Sunday 4 November 2018

Bed levelling, attempt #1

The one remaining annoyance on my printer is that it's not level. Over time, one Z axis goes a bit higher, which eventually makes enough of a difference that the print head will go too high and print into thin air - better than crashing into the bed, but still not good. Until now, I have started each printing session with manually measuring what the Z offset should be, occasionally adjusting one Z axis enough that the two sides are at the same height (the bed itself bulges by about 0.1mm). But I have printed a holder for a proximity sensor, and it's time to mount it!

I have an LJ12a3-4-Z/BX sensor, which will sense up to 4mm away. Trying it out with a voltage regulator (7805CT) gives me a nice constant voltage - of 2.5V. Wut? I see a number of people have problems with some probes, but also that not all probes are created equal. I also see that there is such a thing as an 8mm-sensing probe, and a probe that runs on 5V (LJ18A3-8-Z/BX 5V), but the latter might just be an underpowered 6-36V-capable sensor.

I was getting quite confused about this, until I read this article of somebody else being confused. They go into a goodly amount of detail of how they figured out the resistance setup and what they did to deal with a floating pin. This comment on another similar thread also makes sense: The output is either 0V (when something is close) or floating (otherwise).

Mine does have a nice little diagram on it, showing that Brown is +, Black is out, and Blue is Ground, with the sensor switch being between Brown and Black. It's also an NPN. The resistance between black and blue in mine was not a standard 10K, but a constantly changing amount in the mOhm range. There's no connection between the other wires. Also noteworthy is that my sensor has an orange tip, where most of the ones talked about have a blue one.

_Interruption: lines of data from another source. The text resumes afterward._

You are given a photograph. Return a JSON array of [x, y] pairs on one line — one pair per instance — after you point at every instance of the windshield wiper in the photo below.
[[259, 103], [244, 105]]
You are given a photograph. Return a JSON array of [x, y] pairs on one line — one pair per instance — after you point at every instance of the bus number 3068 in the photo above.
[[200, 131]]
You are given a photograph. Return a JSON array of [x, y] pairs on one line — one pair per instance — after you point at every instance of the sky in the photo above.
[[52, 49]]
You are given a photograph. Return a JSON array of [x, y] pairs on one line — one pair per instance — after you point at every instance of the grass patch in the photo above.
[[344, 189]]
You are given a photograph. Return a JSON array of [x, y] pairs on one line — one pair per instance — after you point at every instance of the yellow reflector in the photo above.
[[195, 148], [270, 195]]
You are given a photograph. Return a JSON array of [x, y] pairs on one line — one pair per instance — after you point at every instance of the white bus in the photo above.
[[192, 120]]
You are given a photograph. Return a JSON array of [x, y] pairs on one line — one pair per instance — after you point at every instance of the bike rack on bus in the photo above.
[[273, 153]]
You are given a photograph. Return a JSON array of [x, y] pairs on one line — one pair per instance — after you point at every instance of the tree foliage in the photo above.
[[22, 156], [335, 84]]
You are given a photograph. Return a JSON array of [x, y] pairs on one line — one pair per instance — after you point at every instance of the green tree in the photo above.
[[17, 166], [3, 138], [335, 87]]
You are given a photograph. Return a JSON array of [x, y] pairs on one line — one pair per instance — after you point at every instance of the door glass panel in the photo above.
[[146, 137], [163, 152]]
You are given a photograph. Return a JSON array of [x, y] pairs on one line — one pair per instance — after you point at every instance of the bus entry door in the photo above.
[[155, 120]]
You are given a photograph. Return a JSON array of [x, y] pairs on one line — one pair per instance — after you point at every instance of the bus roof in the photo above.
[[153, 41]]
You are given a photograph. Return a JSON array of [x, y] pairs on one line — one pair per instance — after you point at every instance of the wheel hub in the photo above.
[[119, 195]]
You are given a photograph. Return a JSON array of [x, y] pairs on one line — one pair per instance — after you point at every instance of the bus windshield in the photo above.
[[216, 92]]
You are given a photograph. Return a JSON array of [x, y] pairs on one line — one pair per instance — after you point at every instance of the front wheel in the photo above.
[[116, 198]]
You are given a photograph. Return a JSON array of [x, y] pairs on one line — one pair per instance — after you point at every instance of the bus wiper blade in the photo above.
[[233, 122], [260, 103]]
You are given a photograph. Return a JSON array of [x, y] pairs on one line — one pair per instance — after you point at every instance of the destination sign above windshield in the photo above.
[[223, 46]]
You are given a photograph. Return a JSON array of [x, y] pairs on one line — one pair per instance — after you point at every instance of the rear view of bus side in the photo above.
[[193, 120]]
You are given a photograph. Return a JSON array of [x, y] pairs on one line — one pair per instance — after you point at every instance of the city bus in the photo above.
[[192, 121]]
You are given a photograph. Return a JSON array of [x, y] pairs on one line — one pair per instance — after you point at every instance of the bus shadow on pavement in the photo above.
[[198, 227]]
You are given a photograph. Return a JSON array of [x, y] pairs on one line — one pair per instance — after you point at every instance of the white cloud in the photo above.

Feeding in 16V (because that's how much the 12V power supply I grabbed actually gives, unless my multimeter is borken), I see 13.6V on the sensor output when the sensor is open. If I add a 10K resistor between output and ground, it drops to 8V, with 20K it drops to 5.5V, so a 22K resistor ought to do it. Unfortunately, the sensor doesn't sense anything anymore, the LED doesn't light up, and the voltage doesn't drop. Only if I wire it wrongly does the LED light up, and then permanently.

Wait... now the voltage supply is giving nearly 18V. And the multimeter is showing a little battery sign. Maybe the battery... let's try the battery tester... shows nothing at all. Surely a battery can't be that dead, no, then the multimeter would have done nothing. Testing with some other batteries, yes, the battery tester is also dead. Why is everything broken?!? Oh, I can scavenge one from the smoke alarm in the kitchen (we recently got fancy smoke alarms in all rooms for free anyway) - nope, that one is also dead.

Total body count from today's exercise:

1 proximity sensor
2 9V batteries
1 cheap battery tester
Any progress today on getting the proximity sensor installed
1 12V power supply possibly injured
1 multimeter temporarily out

I suppose if I get an 8mm one as a replacement, I could put the copper tape I got from Ric under the glass. I'm doubtful that a 4mm sensor would do well enough there. Then I could even have a full grid level. OTOH, that would not measure the actual glass surface. I should also an NC probe though, for failsafe.

I'm not going to replace the mechanical endstop with the probe, for one thing they're at opposite ends, for another I don't really trust the probe as much.